Aarhus University Seal

Keynote with Wendy Wolford – “Plantation Ideal: Landscapes of Extraction in Mozambique and Beyond"

Info about event

Time

Thursday 30 October 2025,  at 10:00 - 12:00

Location

Building 1324, room 025 (Tvillingeauditorierne)

Organizer

AUFF-funded research project “Infrastructural Cascades: A New Approach to Anthropocene Landscape Change"

We are excited to announce Wendy Wolford, Polson Professor of Global Development at Cornell University, as our keynote speaker at the Global Land Squeeze – An Interdisciplinary Symposium which will take place October 28–31, 2025, at Aarhus University.

This keynote event is co-sponsored by START Collaborative Landscapes HUB, and it will also be available online. Join the keynote speach online on zoom here: https://aarhusuniversity.zoom.us/j/67126363987 

Abstract

For over 100 years, plantations have served as the imagined ideal for Mozambique, and they have influenced land settlement, agricultural production, and labor management in the territory. This keynote will outline the colonial roots of this desire for the elusive plantation and the way in which it shaped science, rural development, and community life in Mozambique.
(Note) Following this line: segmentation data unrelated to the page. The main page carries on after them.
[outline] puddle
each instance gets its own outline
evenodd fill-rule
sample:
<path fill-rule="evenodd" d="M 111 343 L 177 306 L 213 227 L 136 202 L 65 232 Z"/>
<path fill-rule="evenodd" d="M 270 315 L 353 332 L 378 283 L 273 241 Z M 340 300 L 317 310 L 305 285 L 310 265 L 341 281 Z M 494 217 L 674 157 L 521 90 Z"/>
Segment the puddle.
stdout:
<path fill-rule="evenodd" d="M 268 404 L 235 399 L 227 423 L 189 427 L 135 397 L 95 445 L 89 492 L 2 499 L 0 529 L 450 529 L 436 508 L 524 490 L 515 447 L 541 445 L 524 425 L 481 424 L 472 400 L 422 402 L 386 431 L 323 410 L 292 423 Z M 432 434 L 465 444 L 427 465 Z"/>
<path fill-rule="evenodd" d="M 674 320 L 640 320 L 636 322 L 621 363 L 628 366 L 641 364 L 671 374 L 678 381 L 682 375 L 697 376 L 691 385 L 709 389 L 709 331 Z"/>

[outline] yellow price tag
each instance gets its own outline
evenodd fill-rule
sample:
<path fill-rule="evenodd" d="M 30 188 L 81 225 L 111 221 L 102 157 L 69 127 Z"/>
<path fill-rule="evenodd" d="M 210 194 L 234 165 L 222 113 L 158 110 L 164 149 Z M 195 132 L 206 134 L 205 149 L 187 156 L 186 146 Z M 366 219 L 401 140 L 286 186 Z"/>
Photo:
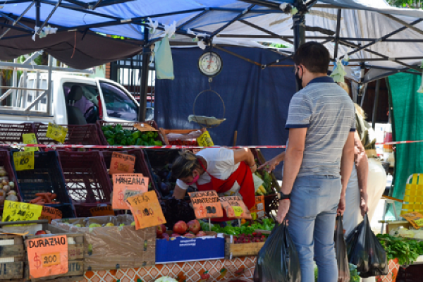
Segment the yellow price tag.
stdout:
<path fill-rule="evenodd" d="M 235 216 L 240 216 L 241 214 L 243 214 L 243 212 L 244 212 L 243 208 L 238 206 L 232 206 L 232 209 L 233 209 L 233 213 Z"/>
<path fill-rule="evenodd" d="M 49 123 L 47 133 L 46 134 L 46 136 L 49 138 L 51 138 L 54 140 L 60 142 L 61 143 L 64 143 L 67 134 L 68 128 L 56 124 Z"/>
<path fill-rule="evenodd" d="M 210 137 L 210 133 L 209 131 L 206 131 L 203 134 L 202 134 L 198 138 L 197 138 L 197 142 L 198 145 L 201 147 L 213 147 L 214 146 L 214 143 L 213 143 L 213 140 Z"/>
<path fill-rule="evenodd" d="M 8 222 L 38 220 L 42 211 L 42 206 L 39 204 L 6 200 L 2 219 L 3 221 Z"/>
<path fill-rule="evenodd" d="M 23 144 L 38 144 L 35 133 L 23 134 L 22 140 L 23 141 Z M 38 151 L 38 147 L 25 147 L 24 150 L 25 152 Z"/>
<path fill-rule="evenodd" d="M 16 152 L 13 153 L 13 162 L 15 163 L 16 171 L 34 169 L 34 152 Z"/>
<path fill-rule="evenodd" d="M 60 252 L 42 255 L 41 261 L 42 262 L 42 267 L 60 264 Z"/>

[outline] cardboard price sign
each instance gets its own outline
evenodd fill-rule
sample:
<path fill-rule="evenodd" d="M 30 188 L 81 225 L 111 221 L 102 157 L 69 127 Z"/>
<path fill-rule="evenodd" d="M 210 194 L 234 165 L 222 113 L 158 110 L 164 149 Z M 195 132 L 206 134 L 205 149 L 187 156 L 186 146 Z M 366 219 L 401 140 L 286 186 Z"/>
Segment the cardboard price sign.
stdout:
<path fill-rule="evenodd" d="M 111 155 L 109 173 L 132 173 L 134 172 L 135 165 L 135 157 L 134 156 L 114 152 Z"/>
<path fill-rule="evenodd" d="M 38 220 L 42 206 L 20 202 L 4 201 L 3 221 L 28 221 Z M 16 224 L 23 225 L 23 224 Z"/>
<path fill-rule="evenodd" d="M 28 239 L 25 245 L 30 278 L 68 272 L 68 238 L 66 235 Z"/>
<path fill-rule="evenodd" d="M 17 171 L 34 169 L 34 152 L 14 152 L 13 162 Z"/>
<path fill-rule="evenodd" d="M 51 207 L 42 206 L 41 216 L 38 219 L 48 219 L 49 223 L 52 219 L 59 219 L 63 217 L 62 212 Z"/>
<path fill-rule="evenodd" d="M 92 216 L 114 216 L 114 211 L 110 205 L 91 208 L 90 212 Z"/>
<path fill-rule="evenodd" d="M 198 142 L 198 145 L 201 147 L 214 146 L 214 143 L 213 143 L 213 140 L 212 140 L 212 137 L 210 137 L 210 133 L 209 133 L 209 131 L 204 132 L 198 138 L 197 138 L 197 142 Z"/>
<path fill-rule="evenodd" d="M 405 220 L 411 223 L 412 227 L 416 229 L 423 227 L 423 215 L 417 212 L 412 212 L 407 214 L 402 214 Z"/>
<path fill-rule="evenodd" d="M 251 214 L 238 196 L 222 197 L 219 199 L 229 218 L 251 219 Z"/>
<path fill-rule="evenodd" d="M 68 128 L 56 124 L 49 123 L 47 133 L 46 134 L 46 136 L 49 138 L 53 139 L 54 140 L 61 143 L 64 143 L 67 135 Z"/>
<path fill-rule="evenodd" d="M 130 197 L 126 202 L 134 215 L 135 229 L 142 229 L 166 223 L 157 195 L 154 191 Z"/>
<path fill-rule="evenodd" d="M 25 133 L 22 135 L 22 141 L 23 144 L 38 144 L 35 133 Z M 38 151 L 38 147 L 25 147 L 23 148 L 25 152 Z"/>
<path fill-rule="evenodd" d="M 134 124 L 134 128 L 137 128 L 141 132 L 159 131 L 154 127 L 145 123 L 135 123 Z"/>
<path fill-rule="evenodd" d="M 125 202 L 125 191 L 127 190 L 140 192 L 148 191 L 149 178 L 141 173 L 114 174 L 113 197 L 111 207 L 113 209 L 129 209 Z"/>
<path fill-rule="evenodd" d="M 255 197 L 256 204 L 253 207 L 251 208 L 250 212 L 252 219 L 256 220 L 257 219 L 262 219 L 264 217 L 264 196 L 256 196 Z"/>
<path fill-rule="evenodd" d="M 223 216 L 222 206 L 216 191 L 200 191 L 189 193 L 194 207 L 195 217 L 214 219 Z"/>

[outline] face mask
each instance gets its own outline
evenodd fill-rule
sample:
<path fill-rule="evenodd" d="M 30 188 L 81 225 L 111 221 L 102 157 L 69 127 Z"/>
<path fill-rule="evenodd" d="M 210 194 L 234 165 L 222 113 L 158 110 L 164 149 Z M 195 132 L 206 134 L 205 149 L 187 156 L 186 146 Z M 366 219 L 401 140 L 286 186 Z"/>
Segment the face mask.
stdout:
<path fill-rule="evenodd" d="M 200 174 L 197 174 L 197 176 L 194 176 L 194 178 L 192 178 L 192 182 L 190 182 L 189 183 L 185 183 L 187 185 L 192 185 L 192 184 L 195 184 L 197 183 L 197 181 L 198 181 L 198 178 L 200 178 Z"/>

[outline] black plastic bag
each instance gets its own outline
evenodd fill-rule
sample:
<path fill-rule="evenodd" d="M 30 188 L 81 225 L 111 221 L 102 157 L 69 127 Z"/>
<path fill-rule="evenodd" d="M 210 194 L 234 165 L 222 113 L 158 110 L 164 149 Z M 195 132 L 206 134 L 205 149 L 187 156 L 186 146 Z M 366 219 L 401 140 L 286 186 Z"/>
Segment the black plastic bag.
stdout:
<path fill-rule="evenodd" d="M 386 252 L 372 231 L 367 214 L 348 235 L 346 243 L 348 260 L 357 266 L 360 277 L 388 274 Z"/>
<path fill-rule="evenodd" d="M 257 255 L 255 282 L 301 282 L 297 249 L 286 223 L 276 224 Z"/>
<path fill-rule="evenodd" d="M 336 217 L 336 229 L 335 229 L 335 253 L 338 264 L 338 282 L 350 282 L 350 264 L 347 256 L 347 244 L 343 237 L 342 216 Z"/>

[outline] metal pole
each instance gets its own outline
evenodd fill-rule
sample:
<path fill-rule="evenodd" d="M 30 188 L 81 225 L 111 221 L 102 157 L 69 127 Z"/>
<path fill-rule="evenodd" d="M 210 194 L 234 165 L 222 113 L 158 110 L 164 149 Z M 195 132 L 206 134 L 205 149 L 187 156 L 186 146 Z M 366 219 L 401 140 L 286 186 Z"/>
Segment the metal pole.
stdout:
<path fill-rule="evenodd" d="M 374 92 L 374 102 L 373 104 L 373 116 L 372 117 L 372 127 L 373 130 L 376 126 L 376 116 L 377 114 L 377 104 L 379 104 L 379 89 L 381 87 L 381 80 L 376 82 L 376 90 Z"/>
<path fill-rule="evenodd" d="M 148 44 L 149 30 L 144 27 L 144 47 L 142 48 L 142 70 L 141 73 L 141 85 L 140 86 L 140 110 L 138 121 L 145 121 L 147 108 L 147 92 L 148 92 L 148 71 L 149 69 L 150 50 L 146 47 Z"/>

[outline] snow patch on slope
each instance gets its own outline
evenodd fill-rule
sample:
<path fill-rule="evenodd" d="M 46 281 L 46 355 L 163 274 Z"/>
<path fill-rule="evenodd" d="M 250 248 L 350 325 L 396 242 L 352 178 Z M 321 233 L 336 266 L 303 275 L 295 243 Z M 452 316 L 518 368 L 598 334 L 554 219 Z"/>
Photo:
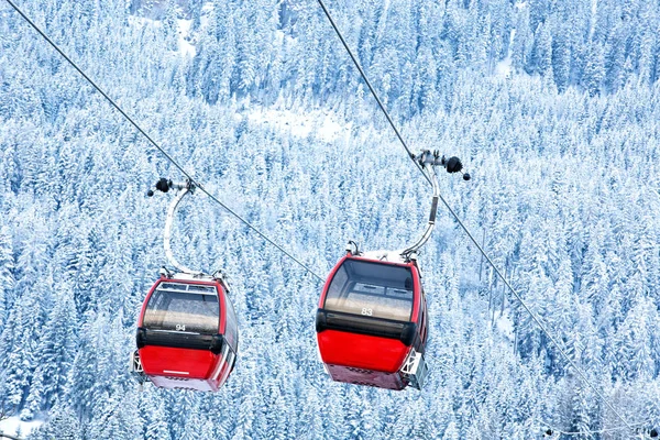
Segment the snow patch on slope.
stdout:
<path fill-rule="evenodd" d="M 342 134 L 350 134 L 351 127 L 341 125 L 332 113 L 310 111 L 298 113 L 293 110 L 254 109 L 248 114 L 254 124 L 271 127 L 289 132 L 295 138 L 317 138 L 324 142 L 333 141 Z"/>
<path fill-rule="evenodd" d="M 43 424 L 43 420 L 22 421 L 19 417 L 9 417 L 0 421 L 0 433 L 25 438 L 30 436 L 33 429 L 38 428 Z"/>
<path fill-rule="evenodd" d="M 190 44 L 190 26 L 193 20 L 177 20 L 178 23 L 178 48 L 184 56 L 193 58 L 197 54 L 197 50 Z"/>

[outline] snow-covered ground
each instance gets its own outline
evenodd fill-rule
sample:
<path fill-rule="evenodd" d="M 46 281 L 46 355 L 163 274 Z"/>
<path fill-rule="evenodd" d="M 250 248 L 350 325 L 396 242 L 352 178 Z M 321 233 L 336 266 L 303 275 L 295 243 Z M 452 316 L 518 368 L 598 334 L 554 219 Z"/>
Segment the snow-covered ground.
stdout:
<path fill-rule="evenodd" d="M 41 425 L 43 425 L 42 420 L 21 421 L 18 417 L 10 417 L 0 420 L 0 433 L 25 438 L 30 436 L 33 429 L 38 428 Z"/>
<path fill-rule="evenodd" d="M 190 25 L 193 20 L 178 20 L 178 47 L 179 53 L 184 56 L 193 58 L 197 54 L 197 50 L 188 41 L 190 34 Z"/>
<path fill-rule="evenodd" d="M 289 132 L 296 138 L 314 136 L 321 141 L 330 142 L 348 135 L 351 132 L 350 125 L 342 125 L 337 122 L 338 118 L 332 113 L 322 111 L 310 111 L 306 113 L 293 110 L 250 109 L 248 114 L 250 122 L 255 124 L 268 125 L 278 131 Z"/>

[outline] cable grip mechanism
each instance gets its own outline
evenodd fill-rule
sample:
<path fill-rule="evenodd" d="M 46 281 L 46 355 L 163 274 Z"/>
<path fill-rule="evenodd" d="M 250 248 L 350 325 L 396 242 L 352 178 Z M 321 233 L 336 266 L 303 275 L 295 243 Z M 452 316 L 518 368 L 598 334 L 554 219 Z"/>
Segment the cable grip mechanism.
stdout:
<path fill-rule="evenodd" d="M 440 153 L 438 151 L 431 152 L 430 150 L 425 150 L 421 152 L 421 154 L 415 157 L 415 162 L 417 162 L 420 165 L 421 172 L 431 183 L 431 186 L 433 187 L 433 195 L 431 199 L 431 212 L 429 215 L 429 221 L 427 223 L 426 230 L 424 231 L 421 238 L 417 242 L 415 242 L 415 244 L 406 248 L 402 252 L 402 256 L 405 261 L 417 260 L 417 253 L 419 252 L 419 249 L 427 243 L 427 241 L 431 237 L 431 232 L 433 232 L 433 228 L 436 227 L 438 200 L 440 199 L 440 187 L 438 185 L 438 176 L 433 168 L 436 166 L 442 166 L 450 174 L 459 173 L 461 172 L 461 169 L 463 169 L 463 164 L 461 163 L 461 160 L 459 157 L 452 156 L 449 160 L 447 160 L 444 155 L 440 156 Z M 470 174 L 464 173 L 463 179 L 470 180 Z"/>
<path fill-rule="evenodd" d="M 195 191 L 195 185 L 190 180 L 186 180 L 184 183 L 174 183 L 166 178 L 161 178 L 156 183 L 156 190 L 158 190 L 161 193 L 168 193 L 170 189 L 178 191 L 178 193 L 177 193 L 176 197 L 174 198 L 174 200 L 172 200 L 172 202 L 169 204 L 169 207 L 167 208 L 167 217 L 165 219 L 165 231 L 163 233 L 163 246 L 165 248 L 165 256 L 167 256 L 169 264 L 172 264 L 174 267 L 176 267 L 179 272 L 183 272 L 183 273 L 189 274 L 189 275 L 194 275 L 194 276 L 204 275 L 204 272 L 201 272 L 201 271 L 194 271 L 194 270 L 180 264 L 178 262 L 178 260 L 176 260 L 176 257 L 174 256 L 174 253 L 172 252 L 172 244 L 170 244 L 172 226 L 174 223 L 174 217 L 176 213 L 176 209 L 178 208 L 180 201 L 187 194 L 193 194 Z M 146 193 L 146 195 L 148 197 L 152 197 L 154 195 L 154 191 L 152 189 L 150 189 Z M 165 270 L 165 272 L 168 273 L 167 270 Z"/>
Drawing on archival materials and field research with government officials, scientists, extension agents, aid workers, and community members, Wolford argues that the global market takes priority over local needs; agricultural researchers rely on external funding that is short-term, motivated by international interests and the search for new varieties rather than land management; and local residents long seen only as plantation labor are separated into ‘emerging’ and ‘poor’ farmers, with research aimed at the former and charity at the latter. Theoretically and historically, the plantation ideal is tied to the development of forced labor, racialized inequality, agribusiness, global markets, and nation-state territorialization.